VII. Les sites disparus : forges oubliées, traces silencieuses

Lorsque l’on parcourt aujourd’hui les vallées de l’Avesnois, il faut parfois savoir regarder autrement pour percevoir les traces de la sidérurgie ancienne. Beaucoup de sites ont disparu, engloutis par la forêt, effacés par les prairies, recouverts par les étangs. Pourtant, sous la mousse, sous les feuilles mortes, sous les talus, le territoire murmure encore l’histoire des forges oubliées.

À Beaurepaire, par exemple, il ne reste plus rien du fourneau qui animait autrefois la clairière. Mais l’étang, avec ses contours réguliers, trahit encore la présence d’une ancienne retenue d’eau. La digue, à peine visible sous les herbes, marque l’emplacement du bief qui alimentait la roue hydraulique. Dans les bois d’Anor, les promeneurs passent sans le savoir devant les fosses d’extraction du minerai, aujourd’hui comblées, mais dont la terre rougeâtre affleure encore par endroits. À Glageon, les anciens ateliers qui bordaient le ruisseau ont disparu, mais la chute d’eau artificielle, rectiligne, témoigne encore de l’aménagement du bief.

Trélon, autrefois riche en fenderies et en martinets, conserve lui aussi des traces ténues de son passé métallurgique. Dans les vallons encaissés, on distingue encore les talus qui soutenaient les canaux d’amenée. Les pierres éparses, alignées de manière trop régulière pour être naturelles, marquent l’emplacement des anciens ateliers. Le nom même de certains lieux‑dits — « Le Fourneau », « Le Moulin à Fer », « La Fonderie » — rappelle ce passé disparu.

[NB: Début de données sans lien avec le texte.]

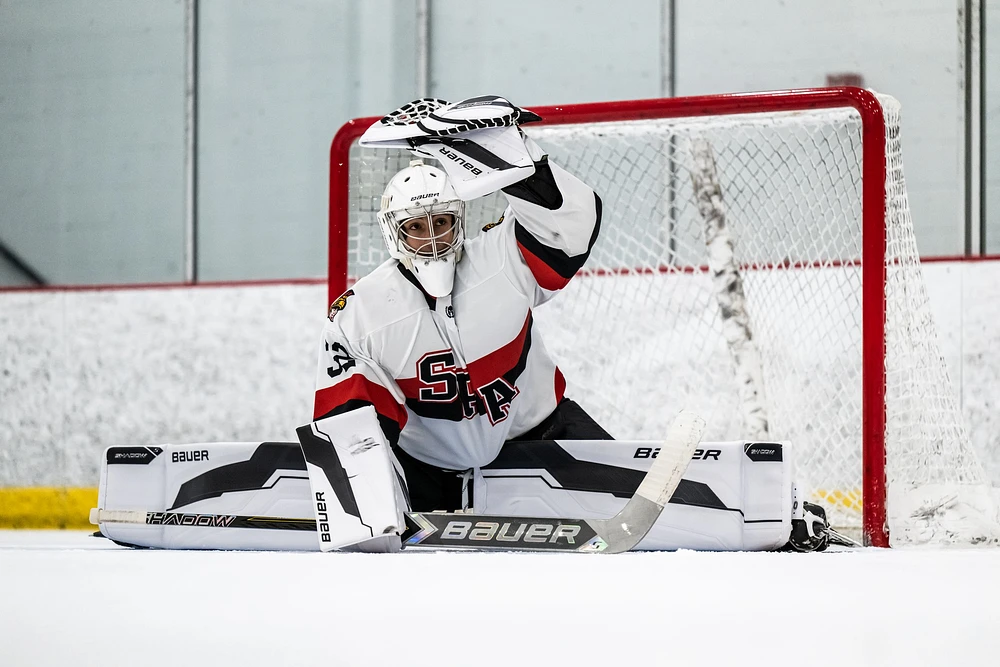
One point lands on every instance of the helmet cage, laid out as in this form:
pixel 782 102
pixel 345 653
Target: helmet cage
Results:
pixel 427 246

Dans les archives, on retrouve les plans des ateliers, les actes de propriété, les correspondances entre maîtres de forges. Mais sur le terrain, il faut une attention presque archéologique pour en deviner les traces.

Plus à l’est, dans les vallées de la Solre et de l’Helpe, les sites anciens ont été encore plus profondément effacés. Les rivières ont repris leur cours naturel, les prairies ont recouvert les digues, les bois ont envahi les clairières. Pourtant, un œil attentif reconnaît les formes géométriques d’un ancien étang, la rectitude d’un talus, la présence d’un fossé qui ne peut être qu’un ancien canal. Ces traces, si discrètes soient‑elles, racontent l’histoire d’un territoire où chaque rivière, chaque pente, chaque clairière avait été mise au service du fer.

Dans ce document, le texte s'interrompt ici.